Des élus américains plaident pour l'interdiction d'importation du cacao et du chocolat venant de la Côte d'Ivoire aux Etats-Unis.

Dominique Ouattara veut sauver le cacao ivoirien
Par Ange Atangana
Publié le 09 août 2019 à 11:50 | mis à jour le 09 août 2019 à 11:50

La première dame de Côte d’Ivoire, Dominique Ouattara, s’est entretenue le 5 août avec une délégation de sénateurs américains.
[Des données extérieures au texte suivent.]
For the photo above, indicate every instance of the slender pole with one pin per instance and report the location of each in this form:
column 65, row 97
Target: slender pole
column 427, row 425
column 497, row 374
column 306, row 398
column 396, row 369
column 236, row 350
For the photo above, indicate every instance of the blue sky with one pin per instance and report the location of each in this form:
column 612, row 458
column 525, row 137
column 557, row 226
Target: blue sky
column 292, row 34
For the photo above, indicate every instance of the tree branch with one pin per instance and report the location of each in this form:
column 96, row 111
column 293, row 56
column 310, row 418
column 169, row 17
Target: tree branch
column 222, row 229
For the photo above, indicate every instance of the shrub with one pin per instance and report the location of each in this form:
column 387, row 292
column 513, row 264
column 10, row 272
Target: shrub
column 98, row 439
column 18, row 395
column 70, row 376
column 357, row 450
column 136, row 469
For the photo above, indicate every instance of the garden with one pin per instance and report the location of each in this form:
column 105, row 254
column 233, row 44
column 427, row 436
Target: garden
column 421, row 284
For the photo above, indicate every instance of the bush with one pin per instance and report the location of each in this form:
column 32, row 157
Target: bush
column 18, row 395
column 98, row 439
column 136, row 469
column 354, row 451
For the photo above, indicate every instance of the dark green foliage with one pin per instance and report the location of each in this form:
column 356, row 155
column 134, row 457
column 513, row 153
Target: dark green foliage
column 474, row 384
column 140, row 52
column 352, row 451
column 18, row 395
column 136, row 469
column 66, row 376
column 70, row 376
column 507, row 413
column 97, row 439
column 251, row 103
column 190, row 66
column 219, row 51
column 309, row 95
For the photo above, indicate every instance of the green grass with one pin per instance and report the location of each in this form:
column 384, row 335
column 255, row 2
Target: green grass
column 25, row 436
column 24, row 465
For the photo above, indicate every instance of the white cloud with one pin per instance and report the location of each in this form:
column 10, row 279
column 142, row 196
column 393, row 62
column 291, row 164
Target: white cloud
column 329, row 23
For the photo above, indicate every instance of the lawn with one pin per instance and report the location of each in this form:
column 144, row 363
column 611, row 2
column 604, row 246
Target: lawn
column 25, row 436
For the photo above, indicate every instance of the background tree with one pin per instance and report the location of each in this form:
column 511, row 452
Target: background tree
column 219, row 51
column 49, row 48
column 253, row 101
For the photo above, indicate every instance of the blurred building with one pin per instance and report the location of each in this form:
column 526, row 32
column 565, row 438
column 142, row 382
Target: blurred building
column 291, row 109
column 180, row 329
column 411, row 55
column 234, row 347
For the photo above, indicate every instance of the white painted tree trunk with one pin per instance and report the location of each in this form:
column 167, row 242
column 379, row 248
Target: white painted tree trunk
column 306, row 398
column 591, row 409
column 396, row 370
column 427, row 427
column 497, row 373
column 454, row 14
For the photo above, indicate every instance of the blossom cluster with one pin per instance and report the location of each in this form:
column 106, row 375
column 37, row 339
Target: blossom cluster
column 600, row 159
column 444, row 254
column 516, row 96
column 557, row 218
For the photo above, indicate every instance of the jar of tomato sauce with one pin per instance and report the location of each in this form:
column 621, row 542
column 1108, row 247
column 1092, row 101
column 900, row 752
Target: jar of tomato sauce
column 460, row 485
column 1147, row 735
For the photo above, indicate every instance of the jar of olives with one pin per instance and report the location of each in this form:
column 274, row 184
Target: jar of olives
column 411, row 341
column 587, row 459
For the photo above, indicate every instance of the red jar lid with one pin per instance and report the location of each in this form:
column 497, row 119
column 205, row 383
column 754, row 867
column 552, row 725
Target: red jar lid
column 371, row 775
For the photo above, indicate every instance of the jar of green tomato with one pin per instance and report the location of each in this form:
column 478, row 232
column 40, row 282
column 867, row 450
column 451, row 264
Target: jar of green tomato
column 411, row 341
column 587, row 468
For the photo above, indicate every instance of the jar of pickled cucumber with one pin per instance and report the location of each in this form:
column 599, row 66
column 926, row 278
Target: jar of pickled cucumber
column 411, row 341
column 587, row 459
Certains élus américains exigent qu’un embargo soit imposé sur le cacao ivoirien.

Dominique Ouattara envisage de se rendre aux Etats-Unis pour sauver le cacao ivoirien.

Alors que la production de cacao en Côte d’Ivoire devrait s’établir à 2 millions de tonnes cette année, il n’est pas sûr qu’elle sera (totalement) écoulée. Le cacao ivoirien risque en effet d’être interdit d’entrée sur le sol américain. Pour éviter cette situation, Dominique Ouattara a reçu une délégation de sénateurs américains le 5 août à Abidjan.

Dans une enquête publiée en juin, le Washington Post dénonçait le travail des enfants dans les plantations de cacao. Des révélations qui ont provoqué le courroux de deux sénateurs américains. Les démocrates Sherrod Brown (Ohio) et Ron Wyden (Oregon) veulent que le cacao ivoirien soit interdit d’entrée aux Etats-Unis, en application des mesures prohibant les importations de produits issus du travail infantile.

Dominique Ouattara craint ce scénario. « L’article du Washington Post dit vrai, mais c’est quelque chose qui n’est pas courant. Il s’agit d’un cas isolé parce qu’il existe des plantations qui n’emploient pas des enfants. Je pense que cela punira un pays tout entier et les producteurs qui luttent pour survivre. Cela serait injuste envers le travail que ces derniers effectuent », défend la première dame.


Lors de cette rencontre, Dominique Ouattara a d’ailleurs annoncé qu’elle compte se rendre aux Etats-Unis en septembre. Ceci pour présenter les efforts fournis par la Côte d’Ivoire pour lutter contre le travail infantile. En juin, le pays s’est d’ailleurs doté d’un nouveau plan d’une enveloppe de 76 milliards de francs CFA pour éliminer cette pratique d’ici 2025.